Paterson has said little about his devotion to property tax reform or his zeal for making sure the city’s big projects that are already underway succeed, since Governor Eliot Spitzer’s abrupt resignation last month over his ties to a prostitution ring.
However, experts say that Paterson, the lieutenant governor from Harlem who was sworn in March 17, will probably work to craft new incentives and find new funding to create housing that low- and moderate-income people can afford.
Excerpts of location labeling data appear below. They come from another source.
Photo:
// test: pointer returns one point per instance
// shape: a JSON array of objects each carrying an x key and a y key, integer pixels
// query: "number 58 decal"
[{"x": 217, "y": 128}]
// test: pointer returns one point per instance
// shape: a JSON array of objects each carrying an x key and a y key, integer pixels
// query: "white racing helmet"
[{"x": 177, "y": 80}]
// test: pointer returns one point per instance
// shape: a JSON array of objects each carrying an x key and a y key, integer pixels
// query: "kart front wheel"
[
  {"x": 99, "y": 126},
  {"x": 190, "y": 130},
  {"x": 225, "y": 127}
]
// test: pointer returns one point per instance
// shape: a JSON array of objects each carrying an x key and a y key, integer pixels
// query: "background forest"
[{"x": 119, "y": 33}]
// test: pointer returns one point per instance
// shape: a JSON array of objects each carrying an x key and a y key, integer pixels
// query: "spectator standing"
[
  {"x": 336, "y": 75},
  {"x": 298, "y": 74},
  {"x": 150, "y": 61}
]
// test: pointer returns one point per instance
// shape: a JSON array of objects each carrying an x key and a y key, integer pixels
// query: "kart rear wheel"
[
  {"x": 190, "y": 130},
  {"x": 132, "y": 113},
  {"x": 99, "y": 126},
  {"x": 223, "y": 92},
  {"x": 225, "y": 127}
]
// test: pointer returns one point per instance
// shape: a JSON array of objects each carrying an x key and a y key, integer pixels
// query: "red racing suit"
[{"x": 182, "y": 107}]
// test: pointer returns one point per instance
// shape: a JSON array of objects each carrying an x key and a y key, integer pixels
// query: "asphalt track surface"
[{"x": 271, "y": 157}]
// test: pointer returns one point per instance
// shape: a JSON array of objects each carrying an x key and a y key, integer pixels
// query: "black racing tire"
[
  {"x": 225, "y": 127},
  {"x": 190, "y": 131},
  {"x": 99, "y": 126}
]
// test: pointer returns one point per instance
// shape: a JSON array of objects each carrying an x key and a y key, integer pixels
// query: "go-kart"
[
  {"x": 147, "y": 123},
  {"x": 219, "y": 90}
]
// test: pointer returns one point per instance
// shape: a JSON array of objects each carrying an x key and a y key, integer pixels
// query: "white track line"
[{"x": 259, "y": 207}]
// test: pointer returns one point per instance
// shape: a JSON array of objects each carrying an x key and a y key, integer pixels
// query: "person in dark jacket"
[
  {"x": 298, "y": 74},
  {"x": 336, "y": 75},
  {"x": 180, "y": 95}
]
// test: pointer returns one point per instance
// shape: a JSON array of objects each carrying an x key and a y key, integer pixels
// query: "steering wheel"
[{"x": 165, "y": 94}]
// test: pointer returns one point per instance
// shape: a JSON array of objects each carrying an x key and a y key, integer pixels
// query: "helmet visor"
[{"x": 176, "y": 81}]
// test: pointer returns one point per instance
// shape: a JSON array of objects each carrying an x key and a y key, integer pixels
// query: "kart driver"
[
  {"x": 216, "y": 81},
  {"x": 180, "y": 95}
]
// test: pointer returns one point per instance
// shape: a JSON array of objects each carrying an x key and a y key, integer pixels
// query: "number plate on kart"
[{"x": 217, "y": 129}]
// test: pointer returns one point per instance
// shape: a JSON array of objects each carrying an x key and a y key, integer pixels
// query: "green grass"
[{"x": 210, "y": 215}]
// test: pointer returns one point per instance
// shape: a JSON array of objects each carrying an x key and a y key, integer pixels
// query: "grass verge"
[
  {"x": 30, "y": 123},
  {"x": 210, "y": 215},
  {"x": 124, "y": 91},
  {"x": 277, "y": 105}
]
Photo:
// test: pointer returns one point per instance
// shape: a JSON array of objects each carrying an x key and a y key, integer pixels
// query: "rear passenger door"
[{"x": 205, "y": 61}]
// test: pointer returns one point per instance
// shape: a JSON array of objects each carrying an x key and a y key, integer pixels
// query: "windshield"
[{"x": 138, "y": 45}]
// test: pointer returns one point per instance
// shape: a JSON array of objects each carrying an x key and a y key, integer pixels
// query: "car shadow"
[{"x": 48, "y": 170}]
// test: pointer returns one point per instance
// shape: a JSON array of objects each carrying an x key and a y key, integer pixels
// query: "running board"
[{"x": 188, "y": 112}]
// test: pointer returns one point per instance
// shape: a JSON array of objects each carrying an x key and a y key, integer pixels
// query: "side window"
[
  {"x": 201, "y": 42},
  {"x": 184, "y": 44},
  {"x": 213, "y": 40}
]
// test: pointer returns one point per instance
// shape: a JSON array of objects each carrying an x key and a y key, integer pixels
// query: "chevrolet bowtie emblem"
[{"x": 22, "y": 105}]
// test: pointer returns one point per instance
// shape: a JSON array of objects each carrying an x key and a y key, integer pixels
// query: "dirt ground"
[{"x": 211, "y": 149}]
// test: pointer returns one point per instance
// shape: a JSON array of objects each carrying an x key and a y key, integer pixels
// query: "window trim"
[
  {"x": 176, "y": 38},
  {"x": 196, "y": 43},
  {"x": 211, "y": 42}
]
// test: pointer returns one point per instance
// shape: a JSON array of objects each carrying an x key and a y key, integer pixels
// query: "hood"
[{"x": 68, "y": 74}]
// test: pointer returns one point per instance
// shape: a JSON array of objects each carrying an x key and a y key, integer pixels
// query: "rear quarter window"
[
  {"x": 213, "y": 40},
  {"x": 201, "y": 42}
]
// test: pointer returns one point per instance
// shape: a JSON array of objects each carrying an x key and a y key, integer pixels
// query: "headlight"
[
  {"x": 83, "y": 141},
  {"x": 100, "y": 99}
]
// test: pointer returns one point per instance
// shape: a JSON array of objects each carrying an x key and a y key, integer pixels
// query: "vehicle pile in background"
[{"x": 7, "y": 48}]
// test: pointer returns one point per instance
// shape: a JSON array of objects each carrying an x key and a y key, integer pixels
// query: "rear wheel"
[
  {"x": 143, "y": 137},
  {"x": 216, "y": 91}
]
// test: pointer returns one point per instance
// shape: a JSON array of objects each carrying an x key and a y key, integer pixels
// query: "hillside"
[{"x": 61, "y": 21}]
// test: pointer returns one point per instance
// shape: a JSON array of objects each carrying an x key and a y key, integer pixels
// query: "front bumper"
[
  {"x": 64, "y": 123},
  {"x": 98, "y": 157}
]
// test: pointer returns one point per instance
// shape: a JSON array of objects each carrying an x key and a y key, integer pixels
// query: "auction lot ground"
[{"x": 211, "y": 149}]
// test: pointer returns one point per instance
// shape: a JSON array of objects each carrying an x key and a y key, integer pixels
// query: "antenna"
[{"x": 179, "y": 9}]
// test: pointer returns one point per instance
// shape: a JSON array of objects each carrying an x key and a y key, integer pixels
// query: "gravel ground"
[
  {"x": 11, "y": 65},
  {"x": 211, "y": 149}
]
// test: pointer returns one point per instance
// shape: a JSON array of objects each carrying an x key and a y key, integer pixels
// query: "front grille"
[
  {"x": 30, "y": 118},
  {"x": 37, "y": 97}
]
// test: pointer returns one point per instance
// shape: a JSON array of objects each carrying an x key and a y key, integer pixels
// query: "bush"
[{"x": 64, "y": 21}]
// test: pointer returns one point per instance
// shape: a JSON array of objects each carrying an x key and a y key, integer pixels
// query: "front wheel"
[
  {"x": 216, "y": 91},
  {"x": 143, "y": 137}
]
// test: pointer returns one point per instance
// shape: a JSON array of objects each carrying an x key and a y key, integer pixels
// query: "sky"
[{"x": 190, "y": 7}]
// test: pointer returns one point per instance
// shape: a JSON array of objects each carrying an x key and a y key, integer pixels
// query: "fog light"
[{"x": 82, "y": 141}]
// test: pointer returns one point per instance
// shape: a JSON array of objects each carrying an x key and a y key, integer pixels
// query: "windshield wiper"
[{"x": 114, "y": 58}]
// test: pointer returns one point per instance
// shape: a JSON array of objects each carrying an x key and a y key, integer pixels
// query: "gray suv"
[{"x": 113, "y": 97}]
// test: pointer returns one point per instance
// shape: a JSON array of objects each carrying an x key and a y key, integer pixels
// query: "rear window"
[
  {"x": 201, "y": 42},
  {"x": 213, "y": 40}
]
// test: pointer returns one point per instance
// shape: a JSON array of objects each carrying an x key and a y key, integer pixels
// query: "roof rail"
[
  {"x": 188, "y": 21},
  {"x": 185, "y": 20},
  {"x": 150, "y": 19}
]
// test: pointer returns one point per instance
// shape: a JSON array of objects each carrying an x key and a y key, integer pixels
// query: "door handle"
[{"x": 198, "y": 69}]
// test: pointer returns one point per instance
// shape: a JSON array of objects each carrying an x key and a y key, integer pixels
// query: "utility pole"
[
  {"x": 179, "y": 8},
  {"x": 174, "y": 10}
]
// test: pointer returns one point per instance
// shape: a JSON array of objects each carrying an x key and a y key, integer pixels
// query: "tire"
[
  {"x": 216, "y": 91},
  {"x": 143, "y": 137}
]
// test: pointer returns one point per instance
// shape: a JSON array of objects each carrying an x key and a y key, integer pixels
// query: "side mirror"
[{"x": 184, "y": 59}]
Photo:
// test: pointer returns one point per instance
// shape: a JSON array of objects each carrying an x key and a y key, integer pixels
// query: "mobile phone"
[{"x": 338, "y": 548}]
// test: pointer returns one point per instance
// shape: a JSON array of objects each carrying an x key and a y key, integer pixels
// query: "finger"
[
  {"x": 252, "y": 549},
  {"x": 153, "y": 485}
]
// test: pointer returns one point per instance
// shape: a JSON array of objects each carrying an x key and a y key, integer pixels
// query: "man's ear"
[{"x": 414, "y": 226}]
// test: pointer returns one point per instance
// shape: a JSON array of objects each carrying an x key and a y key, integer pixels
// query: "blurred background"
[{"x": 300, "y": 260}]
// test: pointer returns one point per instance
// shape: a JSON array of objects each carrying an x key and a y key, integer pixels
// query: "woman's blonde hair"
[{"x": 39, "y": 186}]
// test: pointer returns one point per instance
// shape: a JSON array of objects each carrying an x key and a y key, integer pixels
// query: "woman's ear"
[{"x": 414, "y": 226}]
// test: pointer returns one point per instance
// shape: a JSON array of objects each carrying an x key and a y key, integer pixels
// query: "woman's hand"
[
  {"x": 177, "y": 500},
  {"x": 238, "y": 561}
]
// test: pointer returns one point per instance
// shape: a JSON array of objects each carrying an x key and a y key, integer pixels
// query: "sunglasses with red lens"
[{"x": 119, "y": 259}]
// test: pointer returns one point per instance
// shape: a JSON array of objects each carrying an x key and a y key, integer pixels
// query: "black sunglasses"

Experts suggested that the $400 million housing fund that would pay for affordable and supportive housing, which Spitzer proposed in his State of the State address, has enjoyed enough support in key legislative districts and from Paterson that it seems likely to proceed.
“Governor Paterson has a strong background working on affordable housing issues as a state senator,” said John Raskin, an organizer with West Side advocacy group Housing Conservation Coordinators. “He is in a good position to prioritize both new funding mechanisms and reforming rent laws.”
Real Estate Board of New York president Steven Spinola, citing an e-mail sent last month by
state Housing and Community Renewal Commissioner Deborah Van Amerongen, said the fund “is still alive.”
“At the moment, the $400 million is on the Assembly side of the budget,” Spinola said, adding that the Senate has proposed a fund half that size.
So will the governor push for the higher number?
“Paterson’s biggest problem is, ‘How the hell do we figure out how to set a budget?’” Spinola said last month. “But I can’t imagine he’s not going to be an advocate for affordable housing.”
An Albany insider, who asked for anonymity because he once worked for Paterson, confirmed that the new governor — who worked on fair housing issues for the NAACP before becoming a state senator — could easily score points with legislators by embracing a cause he knows.
“It’s a priority for a lot of legislators,” the source said.
Where that affordable housing gets built is another mystery. Observers said it is unclear whether Spitzer’s controversial proposal to sell land north and south of the Javits Center, which would help fund the affordable housing program, will go forward. The north parcel would have to be rezoned by the city, and Mayor Michael Bloomberg opposes its sale because without it, he told the New York Times, future expansion plans for the Javits Center will be hobbled.
And upstate cities need affordable housing as sorely as the Big Apple does, portending more political deals.
A logical place for state-supported affordable housing in New York City could be over Hudson Yards. The state-owned, 26-acre rail yard is the largest parcel of undeveloped land in the city. Tishman Speyer won the bid to develop the site from the MTA last month.
Both developers’ advisors and Anna Levin, a leader of the local community board, have noted that the required city zoning on the yards’ eastern side requires high densities that could mean enormous building costs. Tax credits for affordable housing on the yards’ western side could offset those big costs.
“Everyone involved would like to re-look at the zoning,” said an advisor to one of the bidders for the site, who asked for anonymity to avoid revealing his client’s concerns. The western portion of the rail yards will undergo rezoning now that the state has selected a bidder, so Paterson can now try to work affordable-housing funds or incentives into the equation.
But as with every issue before the state, handicapping what Paterson plans to do is a dangerous exercise. Observers pointed out that nobody knows whether projects near Hudson Yards, like the transformation of Penn Station into Moynihan Station, whose future looked bleak last month, will ultimately survive.
What’s more, Paterson may be wading into a morass he can’t easily correct, some industry insiders said.
“The rail yards deal had become so muddled and so vulnerable in the shaky credit market that many of us think the whole deal is destined to fall apart, and that on-site affordable housing will have to wait until some day when the rail yards will realistically be developed,” said one real estate veteran, who asked for his name to be withheld.